Technical information
- Licensing authority: CRT
- Class: B
- Power: 5 kWs day 0.5 kWs night
- Transmitter coordinates: 25°40′06.9″N 100°18′44.4″W﻿ / ﻿25.668583°N 100.312333°W

Links
- Webcast: Listen live
- Website: laoctava.com universal881.com

= XESTN-AM =

Radio station in Monterrey, Nuevo León

XESTN-AM (1540 AM, "Universal") is a Spanish-language radio station in Monterrey, Nuevo León, Mexico. It relays programming from XHRED-FM 88.1 in Mexico City. 1540 AM is a United States clear-channel frequency.

==History==

Logo used as "Radio Red Monterrey" through January 2019

The first concession for XESTN was awarded on November 29, 1988, to Jesús D. González González of Grupo Multimedios. The station was originally daytime-only and licensed to Santa Catarina. It was transferred in 2000 to Radio Red, S.A. de C.V., though Radio Red programs had been airing on XESTN since at least 1994. In 2009, the station increased its daytime power to 5,000 watts.
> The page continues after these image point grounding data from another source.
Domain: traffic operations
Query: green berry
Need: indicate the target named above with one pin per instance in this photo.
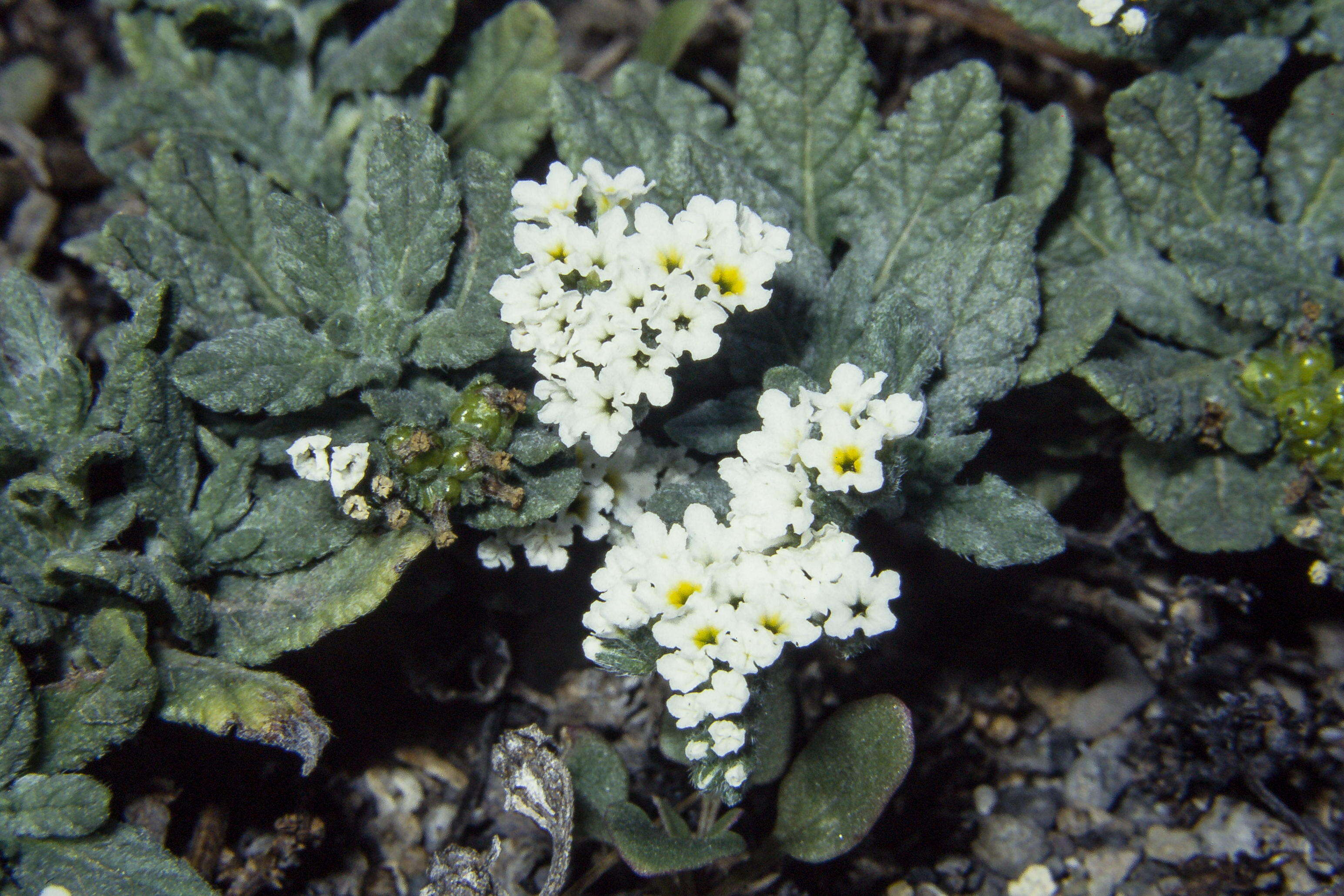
(1312, 363)
(1303, 414)
(478, 416)
(1265, 376)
On January 14, 2019, concurrent with a major reshuffling and the relaunch of XERC-FM Mexico City as talk station "Radio Centro 97.7", XESTN and XEDKR-AM Guadalajara began simulcasting that station instead of Radio Red.

As part of the launch of Radio Centro's TV station, XHFAMX-TDT, on October 31, 2019, Universal moved to XERC-FM and all the talk programming moved back to XHRED-FM, which took the same "La Octava", XEDKR-AM and XESTN-AM Monterrey began simulcasting that station.